If Not Readers…?

“For book publishers, the relevant market isn’t readers (direct sales are few), but booksellers, and Amazon has firm control of bookselling’s online future as it works to undermine bookselling’s remaining brick-and-mortar infrastructure.”

The Authors Guild

There’s a lot wrong with this heavily biased and surprisingly myopic look at the supposed “backstory” of the publishing industry, but perhaps the most galling line in the whole thing is this statement: “the relevant market isn’t readers.”

Amazon has always understood that readers are the most relevant market and that’s why they’re in the position of power they’re currently enjoying. Do they wield their big stick aggressively? Definitely.
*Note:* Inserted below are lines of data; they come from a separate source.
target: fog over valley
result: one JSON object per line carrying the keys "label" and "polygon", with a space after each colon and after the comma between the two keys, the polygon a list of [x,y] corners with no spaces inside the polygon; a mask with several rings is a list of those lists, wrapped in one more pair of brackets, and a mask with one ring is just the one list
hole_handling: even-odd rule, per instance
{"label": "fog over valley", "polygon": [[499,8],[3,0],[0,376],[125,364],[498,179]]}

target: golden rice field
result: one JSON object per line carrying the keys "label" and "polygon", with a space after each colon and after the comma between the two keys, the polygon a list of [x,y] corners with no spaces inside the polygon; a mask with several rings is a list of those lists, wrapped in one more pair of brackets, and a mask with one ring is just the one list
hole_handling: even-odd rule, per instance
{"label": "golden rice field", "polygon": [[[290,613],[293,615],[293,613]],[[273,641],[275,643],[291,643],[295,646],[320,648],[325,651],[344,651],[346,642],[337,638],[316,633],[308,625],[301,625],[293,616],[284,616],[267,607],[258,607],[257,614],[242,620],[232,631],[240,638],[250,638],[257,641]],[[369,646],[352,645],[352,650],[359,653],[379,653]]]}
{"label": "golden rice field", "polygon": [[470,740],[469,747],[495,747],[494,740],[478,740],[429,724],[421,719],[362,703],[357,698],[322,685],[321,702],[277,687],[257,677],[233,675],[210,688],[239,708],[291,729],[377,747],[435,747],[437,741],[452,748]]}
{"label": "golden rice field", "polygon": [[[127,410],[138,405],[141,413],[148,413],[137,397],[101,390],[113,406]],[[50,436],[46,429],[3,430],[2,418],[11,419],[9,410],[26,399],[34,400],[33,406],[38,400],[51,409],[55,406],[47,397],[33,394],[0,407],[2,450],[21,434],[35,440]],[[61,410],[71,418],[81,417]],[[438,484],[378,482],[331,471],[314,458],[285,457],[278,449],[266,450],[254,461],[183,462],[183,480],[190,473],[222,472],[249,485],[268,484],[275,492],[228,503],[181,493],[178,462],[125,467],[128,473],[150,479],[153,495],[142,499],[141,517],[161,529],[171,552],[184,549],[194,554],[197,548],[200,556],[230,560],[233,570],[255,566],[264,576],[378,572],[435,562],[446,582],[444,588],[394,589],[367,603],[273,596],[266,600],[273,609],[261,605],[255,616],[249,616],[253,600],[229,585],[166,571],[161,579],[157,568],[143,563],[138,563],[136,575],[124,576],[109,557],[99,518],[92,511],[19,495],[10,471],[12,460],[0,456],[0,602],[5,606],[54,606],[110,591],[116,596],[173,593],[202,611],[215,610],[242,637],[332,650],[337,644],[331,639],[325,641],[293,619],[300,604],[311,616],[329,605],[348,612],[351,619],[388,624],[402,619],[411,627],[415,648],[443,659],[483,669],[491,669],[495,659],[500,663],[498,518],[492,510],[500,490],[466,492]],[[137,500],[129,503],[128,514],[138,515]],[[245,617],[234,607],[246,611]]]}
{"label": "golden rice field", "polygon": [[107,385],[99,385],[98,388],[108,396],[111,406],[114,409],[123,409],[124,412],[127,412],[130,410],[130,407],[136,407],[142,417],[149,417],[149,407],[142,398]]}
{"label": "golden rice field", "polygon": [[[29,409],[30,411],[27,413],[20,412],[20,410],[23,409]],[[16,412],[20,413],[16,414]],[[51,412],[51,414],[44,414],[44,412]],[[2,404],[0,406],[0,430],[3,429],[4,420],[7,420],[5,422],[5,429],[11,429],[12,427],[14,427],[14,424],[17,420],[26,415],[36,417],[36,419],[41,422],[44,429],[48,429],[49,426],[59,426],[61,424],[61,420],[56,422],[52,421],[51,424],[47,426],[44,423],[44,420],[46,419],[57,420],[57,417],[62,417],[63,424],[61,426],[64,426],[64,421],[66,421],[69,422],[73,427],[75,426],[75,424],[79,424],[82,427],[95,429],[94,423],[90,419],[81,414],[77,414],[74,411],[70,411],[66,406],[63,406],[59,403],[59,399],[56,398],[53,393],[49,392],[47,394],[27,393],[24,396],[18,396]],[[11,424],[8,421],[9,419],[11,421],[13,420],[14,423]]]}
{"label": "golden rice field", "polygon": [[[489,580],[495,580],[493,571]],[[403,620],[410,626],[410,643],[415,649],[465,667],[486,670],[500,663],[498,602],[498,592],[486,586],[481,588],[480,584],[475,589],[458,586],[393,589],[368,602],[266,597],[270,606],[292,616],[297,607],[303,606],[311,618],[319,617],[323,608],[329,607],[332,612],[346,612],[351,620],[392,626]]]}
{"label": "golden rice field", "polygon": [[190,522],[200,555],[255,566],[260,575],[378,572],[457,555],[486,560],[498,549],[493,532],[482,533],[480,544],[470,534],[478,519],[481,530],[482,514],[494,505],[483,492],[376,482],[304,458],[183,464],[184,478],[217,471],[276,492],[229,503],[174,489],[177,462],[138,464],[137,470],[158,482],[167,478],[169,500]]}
And so did B&N and Borders before them, and presumably whomever the boogeyman was prior to them were guilty of the same thing.

One could argue (and many of the comments to the article do) that publishers themselves have been similarly as guilty in their dealings with authors.

Bashing Amazon isn’t a business strategy, and it’s worth noting that for all the cries of antitrust and monopoly, that it’s the publishers who adopted the agency model who are currently under investigation. I usually reject the “publishers are ostriches” argument, but The Authors Guild’s approach to the issues of the day recently make it difficult to argue otherwise.

As long as publishers refuse to recognize readers as their most relevant market, they will continue to be subject to the whims of the intermediaries they cede that market to, and as such, have no room to complain.

PS: I can picture The Authors Guild making a similar statement five years ago: “For book publishers, the relevant market isn’t electronic (sales are few), but print.”